Des actifs en détresse psychique du fait du travail
Une récente étude, menée par la Fondation Pierre-Deniker, pointe le poids de certains facteurs de risques professionnels dans l'apparition de troubles psychiques chez les actifs. Ses auteurs appellent à une intervention des pouvoirs publics.
S'il n'est certes pas nouveau, le constat global auquel vient d'aboutir l'étude menée par la Fondation Pierre-Deniker confirme que la santé mentale s'abîme dans l'exercice du travail. Intitulée Santé mentale des actifs en France : un enjeu majeur de santé publique, cette étude, dont les résultats ont été présentés le 26 novembre dernier au Conseil économique, social et environnemental (Cese), fait apparaître que 22 % des actifs présentent "une détresse orientant vers un trouble mental".
Réalisée début mars 2018 sur Internet, auprès de 3 200 personnes représentatives de la population française, l'enquête se présente comme "la première étude épidémiologique" à croiser "les facteurs de risques psychosociaux liés au travail et la détresse orientant vers un trouble mental". Une affirmation que tempère le statisticien et ergonome Serge Volkoff : "Le système statistique public français, l'Institut de veille sanitaire et les réseaux de médecins du travail opèrent déjà très bien ce type de croisements depuis des décennies, et de diverses manières, lors d'enquêtes majeures." L'étude Santé itinéraire professionnel, menée de 2006 à 2010, en est le meilleur exemple. Néanmoins, pour le statisticien, également membre du comité de rédaction de Santé & Travail, "il est toujours bon de souligner les méfaits de l'organisation du travail sur la santé mentale". Et de ce point de vue, même si l'échantillon est plutôt réduit, les résultats obtenus par l'enquête de la fondation "ne sont pas douteux".
Gare au déséquilibre travail-vie privée
Cette enquête observe ainsi qu'aucun statut professionnel - cadre ou non-cadre - n'est épargné. De tous les salariés échantillonnés, ceux du secteur de la finance, de l'immobilier et des assurances semblent les plus affectés. Suivent ceux des transports, de la poste et des télécommunications, de l'éducation, de la santé et du social. Toujours selon l'étude, les femmes sont plus exposées que les hommes (26 % contre 19 %). Sur les 44 facteurs de risques psychosociaux répertoriés, le déséquilibre entre vie professionnelle et vie personnelle apparaît comme le plus important : 45 % des individus concernés présentent les signes d'une détresse psychique. Percevoir un salaire annuel net inférieur à 15 000 euros semble aussi être un facteur de risque, pour 30 % des salariés. Tout comme aider, en parallèle à son activité, un proche en situation de handicap ou de maladie, avoir un temps de trajet domicile-travail supérieur à 1 heure 30, travailler de nuit ou être en télétravail.
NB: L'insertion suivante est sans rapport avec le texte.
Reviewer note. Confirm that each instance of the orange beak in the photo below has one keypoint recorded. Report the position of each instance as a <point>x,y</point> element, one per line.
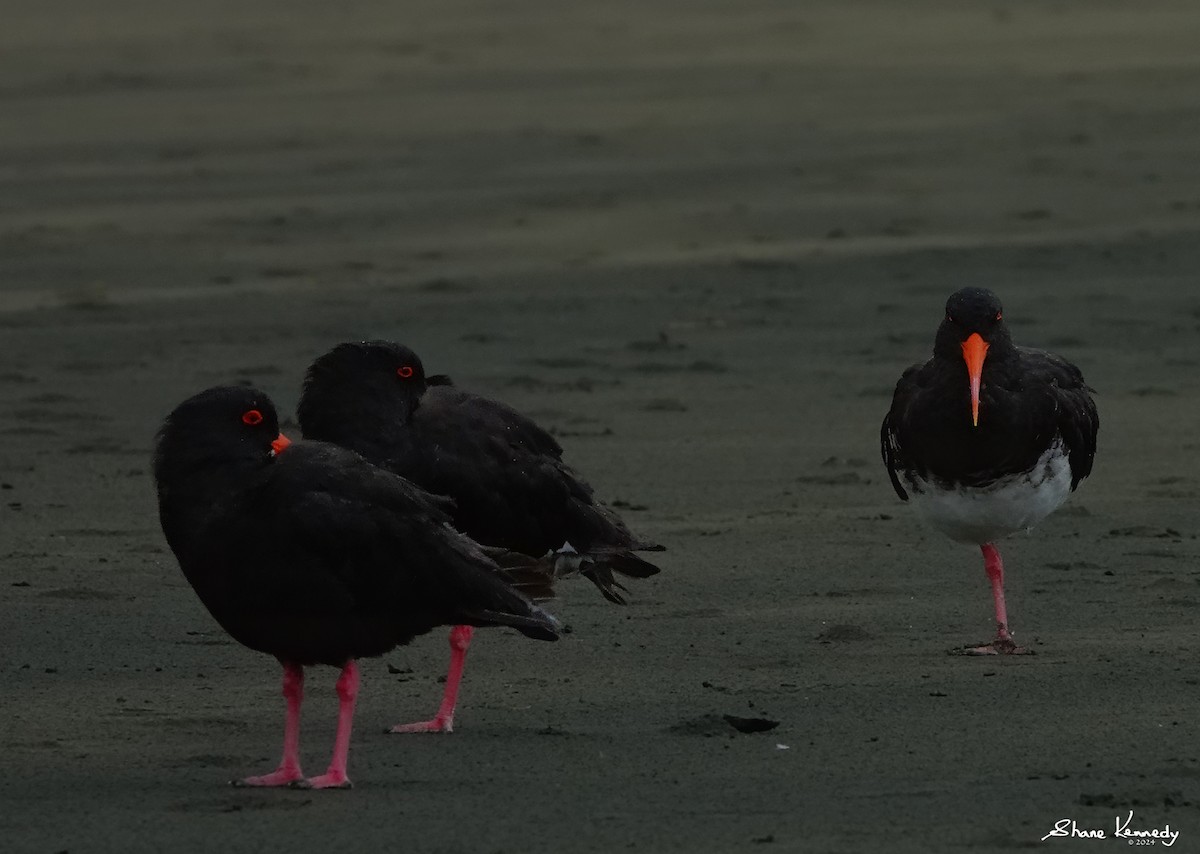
<point>975,349</point>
Pour le Dr Patrick Légeron, psychiatre qui a présidé le comité scientifique de l'étude, ces résultats devraient inciter les pouvoirs publics à ouvrir des pistes d'action : "Il en va de l'intérêt collectif." Car, au-delà des dégâts humains, cette détresse psychique entraîne des arrêts de travail, des hospitalisations et des prescriptions de médicaments, dont "le coût considérable est mutualisé : chacun de nous paye, alors que seules certaines entreprises en sont responsables", affirme le psychiatre. Il suggère ainsi que "le principe pollueur-payeur soit appliqué", comme pour l'environnement. "Mais cela relève d'une décision politique, encore trop faible sur ce point dans notre pays", conclut Patrick Légeron.